3. Betätigungsgerät:
Manueller Hydraulikheber: Das zentrale Antriebsaggregat. Durch manuelles Betätigen des Hebels wird Hochdrucköl erzeugt, das die Kolbenstange herausdrückt und eine enorme Klemmkraft erzeugt. Dies ist der grundlegendste Unterschied zwischen diesem Modell und der elektrischen Hydraulikfilterpresse.
4. Hilfskomponenten:
Sammelschale: Dient zum Auffangen von ausgetretenem Filtrat.
Filterflüssigkeitsbehälter: Sammelt die klare Flüssigkeit, die von jeder Filterplatte abfließt.
1. Aufpressen der Filterplatte: Der Bediener pumpt manuell Druck in den Hydraulikzylinder. Die Kolbenstange des Zylinders drückt die Pressplatte zusammen, wodurch mehrere Hohlfilterplatten und Vollfilterplatten (oder alle Filterplatten mit Membranen) fest miteinander verpresst werden und eine abgedichtete Filterkammer bilden.
2. Zulauffiltration: Die zu filternde Suspension wird über die Speisepumpe (eine externe elektrische oder pneumatische Pumpe) in die Filterpresse gefördert. Unter einem bestimmten Druck gelangt die Suspension in die einzelnen Filterkammern, die aus Filterplatten und Filtertuch bestehen.

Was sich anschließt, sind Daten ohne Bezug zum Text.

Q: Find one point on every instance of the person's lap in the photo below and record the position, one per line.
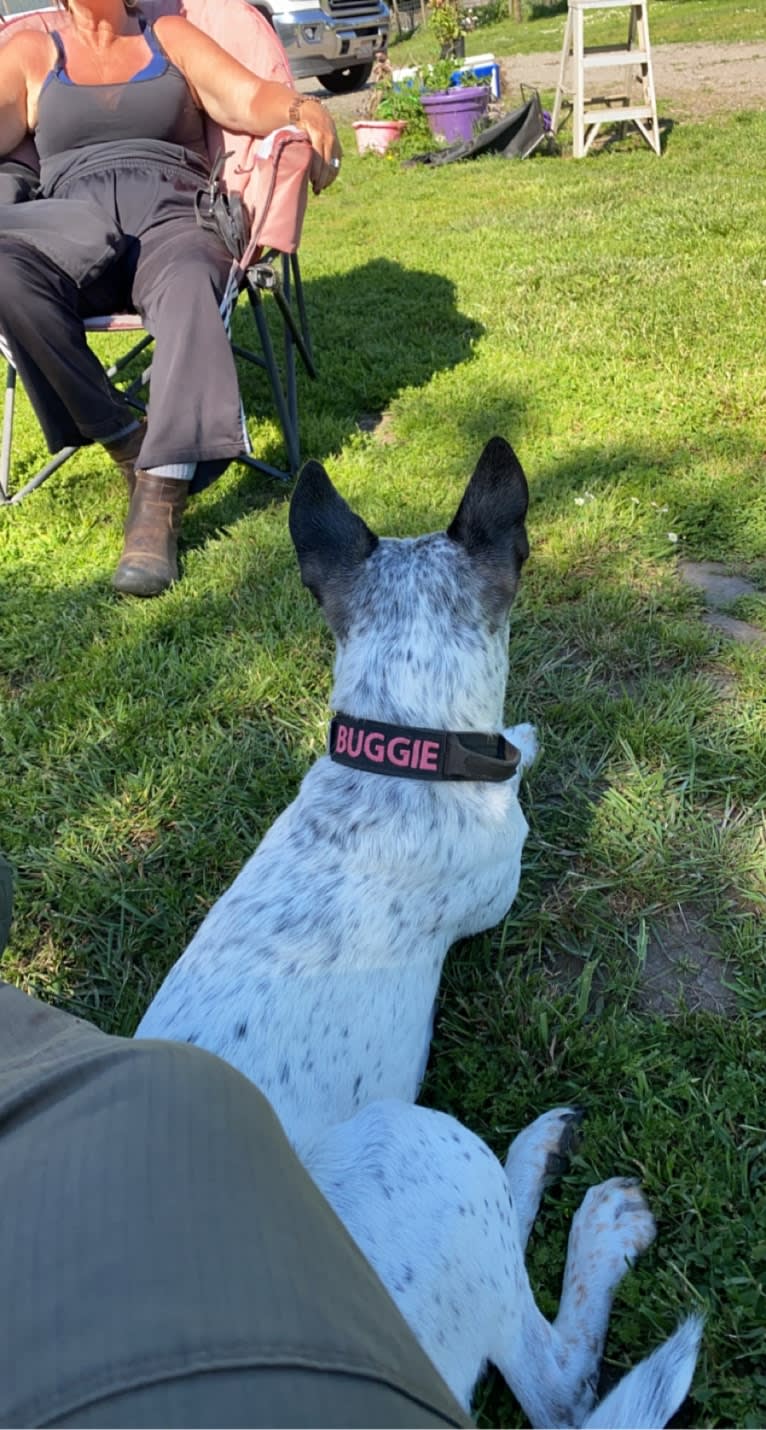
(166, 1260)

3. Fest-Flüssig-Trennung: Unter dem Druck dringt die Flüssigkeit (Filtrat) durch das Filtertuch und sammelt sich in den Rillen der Filterplatte, um schließlich über den Filtratauslass abgeführt zu werden; während die Feststoffpartikel auf der Oberfläche des Filtertuchs zurückgehalten werden, sich allmählich in der Filterkammer ansammeln und einen Filterkuchen bilden.

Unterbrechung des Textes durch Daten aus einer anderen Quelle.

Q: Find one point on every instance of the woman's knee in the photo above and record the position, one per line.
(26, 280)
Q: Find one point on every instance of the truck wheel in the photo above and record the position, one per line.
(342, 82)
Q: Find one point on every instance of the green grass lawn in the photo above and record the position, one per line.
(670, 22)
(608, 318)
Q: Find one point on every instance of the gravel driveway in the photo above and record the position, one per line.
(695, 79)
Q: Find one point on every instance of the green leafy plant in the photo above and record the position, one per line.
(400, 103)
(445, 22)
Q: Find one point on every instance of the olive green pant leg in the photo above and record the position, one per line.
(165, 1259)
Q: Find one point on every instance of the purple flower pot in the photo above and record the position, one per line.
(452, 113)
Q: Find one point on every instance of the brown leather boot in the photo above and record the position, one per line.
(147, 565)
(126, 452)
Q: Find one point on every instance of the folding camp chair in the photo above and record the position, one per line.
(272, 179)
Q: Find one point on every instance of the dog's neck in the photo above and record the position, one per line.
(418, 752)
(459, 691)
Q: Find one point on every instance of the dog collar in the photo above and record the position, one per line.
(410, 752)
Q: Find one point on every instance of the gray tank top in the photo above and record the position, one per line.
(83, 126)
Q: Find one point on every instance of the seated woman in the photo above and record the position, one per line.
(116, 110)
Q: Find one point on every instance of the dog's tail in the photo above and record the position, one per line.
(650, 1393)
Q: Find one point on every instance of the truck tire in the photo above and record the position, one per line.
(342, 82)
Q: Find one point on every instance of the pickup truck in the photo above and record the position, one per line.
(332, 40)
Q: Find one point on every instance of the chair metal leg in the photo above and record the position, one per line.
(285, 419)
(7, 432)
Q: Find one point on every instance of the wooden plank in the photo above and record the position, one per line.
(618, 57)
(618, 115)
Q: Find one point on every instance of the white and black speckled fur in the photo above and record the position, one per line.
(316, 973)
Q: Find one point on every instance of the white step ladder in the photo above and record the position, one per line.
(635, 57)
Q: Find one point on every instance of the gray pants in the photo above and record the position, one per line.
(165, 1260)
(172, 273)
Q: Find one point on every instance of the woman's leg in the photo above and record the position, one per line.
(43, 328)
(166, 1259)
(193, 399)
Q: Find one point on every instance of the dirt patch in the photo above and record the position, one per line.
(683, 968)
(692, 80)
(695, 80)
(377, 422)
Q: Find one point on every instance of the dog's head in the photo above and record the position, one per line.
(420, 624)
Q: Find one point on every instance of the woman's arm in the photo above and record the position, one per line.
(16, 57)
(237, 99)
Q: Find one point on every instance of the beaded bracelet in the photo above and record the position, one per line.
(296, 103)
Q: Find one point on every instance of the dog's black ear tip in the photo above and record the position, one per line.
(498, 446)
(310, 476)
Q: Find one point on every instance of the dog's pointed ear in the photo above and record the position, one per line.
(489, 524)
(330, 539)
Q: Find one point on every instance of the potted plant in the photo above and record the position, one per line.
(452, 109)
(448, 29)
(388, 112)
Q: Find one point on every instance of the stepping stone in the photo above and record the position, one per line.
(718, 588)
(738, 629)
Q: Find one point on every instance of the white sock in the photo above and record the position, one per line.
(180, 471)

4. Freigabe der Abwässer: Sobald der Filtrationsprozess abgeschlossen ist (erkennbar am Erreichen des Sollwerts des Zulaufdrucks oder einem deutlichen Rückgang des Flüssigkeitsausstoßes), wird die Zufuhr gestoppt. Durch Ablassen des Drucks am Pressenzylinder fährt die Kolbenstange zurück und die Kompressionsplatte löst sich. Anschließend werden die Filterplatten nacheinander abgezogen. Der Filterkuchen löst sich aufgrund seines Eigengewichts vom Filtertuch und die Flüssigkeit kann abgeführt werden.
5. Sobald ein Arbeitszyklus abgeschlossen ist: Nach der Reinigung des Filtertuchs und der Filterplatten werden diese erneut ausgepresst, dann kann der nächste Filtrationszyklus beginnen.

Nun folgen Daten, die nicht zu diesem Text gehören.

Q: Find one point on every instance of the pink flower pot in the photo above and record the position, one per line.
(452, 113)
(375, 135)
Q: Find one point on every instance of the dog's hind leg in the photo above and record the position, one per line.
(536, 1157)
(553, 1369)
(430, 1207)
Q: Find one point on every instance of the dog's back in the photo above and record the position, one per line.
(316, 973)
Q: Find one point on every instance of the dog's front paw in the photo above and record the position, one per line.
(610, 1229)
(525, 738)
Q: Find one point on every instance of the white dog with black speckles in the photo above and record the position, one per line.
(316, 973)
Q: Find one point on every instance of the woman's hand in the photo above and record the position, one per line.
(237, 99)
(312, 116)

Chemische Industrie: Rückgewinnung und Dehydratisierung von Farbstoffen, Pigmenten, Zwischenprodukten, Katalysatoren usw.
Umweltschutzbranche: Kleinkläranlagen, Schlammentwässerung in Laboren, Flussausbaggerung.
Bergbau und Metallurgie: Entwässerung von Konzentrat und Rückständen in der Aufbereitungsanlage, Filtration von Metallhydroxid-Präzipitaten.
Lebensmittelindustrie: Filtration von Sirupen, Säften und Pflanzenextrakten.
Keramik und Baumaterialien: Keramische Glasuren, Dehydratisierung von Quarzsand.